Guarino e Sylos si scatenano. Sono entrambe meridionali, napoletano il primo, di aristocratica famiglia pugliese, marchese di Bitonto il secondo; dotati di una vitalità e di una intelligenza non comune. Il campo di indagine è enorme; il controllo delle fonti è nelle mani del cartello petrolifero. Sylos acquisterà una tale competenza e avrà delle intuizioni così profonde che, da questa esperienza, scriverà quello che è il suo capolavoro scientifico “Oligopolio e Progresso Tecnico”; testo tradotto in molte lingue, anche in giapponese, che lo collocherà fra i maggiori economisti del mondo.
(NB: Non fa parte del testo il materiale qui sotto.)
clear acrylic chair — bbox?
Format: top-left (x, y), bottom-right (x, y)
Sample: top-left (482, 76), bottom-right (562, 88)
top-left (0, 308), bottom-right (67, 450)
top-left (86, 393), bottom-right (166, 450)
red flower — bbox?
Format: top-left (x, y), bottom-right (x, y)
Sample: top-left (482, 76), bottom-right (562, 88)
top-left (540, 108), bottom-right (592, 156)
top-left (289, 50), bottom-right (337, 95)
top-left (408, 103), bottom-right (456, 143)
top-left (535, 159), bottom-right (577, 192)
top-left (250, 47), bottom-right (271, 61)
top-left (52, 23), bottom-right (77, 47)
Sylos e Guarino tornano a Roma dopo circa un anno di studi. Le pressioni dell’ambasciata americana sul Presidente del Consiglio si sono fatte sempre più pesanti e indiscrete, al limite dell’indecenza: il governo italiano deve decidere che lo sfruttamento del petrolio italiano debba essere affidato alla Standard Oil ESSO.
Mattei ha tuttavia intuito che, insieme al petrolio – poco — c’è molto metano. Come ha ricordato di recente Paolo Scaroni Amministratore Delegato dell’ENI, in occasione dell’anniversario della morte tragica, fu Enrico Mattei primo al mondo a capire la straordinaria importanza economica del metano che, quando era trovato nello scavo dei pozzi petroliferi, era considerato una disdetta e veniva disperso o bruciato. Mattei capisce che la presenza di petrolio e di metano sono la salvezza del paese, della sua possibilità di sviluppo economico e la sua indipendenza politica anche in un clima reso difficilissimo dalla guerra fredda.
La relazione conclusiva di Guarino e Sylos impressiona positivamente Segni. Il Presidente del Consiglio convoca una riunione nel suo ufficio al Viminale (allora non era ancora disponibile palazzo Chigi). Con Segni sono presenti Mattei, Guarino e Sylos. Si attende l’arrivo del vice presidente della Standard Oil, la più potente delle “Sette Sorelle”. Nell’ottimo film “Il caso Mattei” Francesco Rosi – regista celebre per la sua passione ed il suo impegno civile ed il rigore nella ricostruzione storica dei fatti— gira una sequenza drammatica, che, in grande misura, corrisponde col racconto di Sylos.
La porta dell’Ufficio del Presidente si spalanca. Entra un omaccione alto e grosso, con le mani in tasca e il sigaro acceso in bocca. Io ho conosciuto bene Segni. Per noi della “banda Stintino” è sempre stato zio Antonino – ed anche per Sylos da quando è entrato a fare parte, per quaranta anni, della banda. Zio Antonino non tollerava forme di maleducazione e di arroganza. Figuriamoci se, come Presidente del Consiglio, avrebbe mai tollerato una così grave caduta di stile di questo pachidermico boss del petrolio; se lo sarebbe mangiato vivo per molto meno. Non credo che ci sia stato nemmeno in tempo di discutere nel merito il tema della concessione del petrolio italiano alla compagnia americana. “Zio Antonino sembrava un falchetto – racconta Sylos – si avventava e beccava da tutte le parti. Il povero americano gigante non aveva scampo. Il mondo alla rovescia. Dovemmo intervenire Guarino ed io, supposti sinistrorsi, a salvare il poveruomo, simbolo del capitalismo, dalle grinfie di zio Antonino”. Il petrolio rimase italiano e Mattei fonderà l’ENI: pagherà con la vita.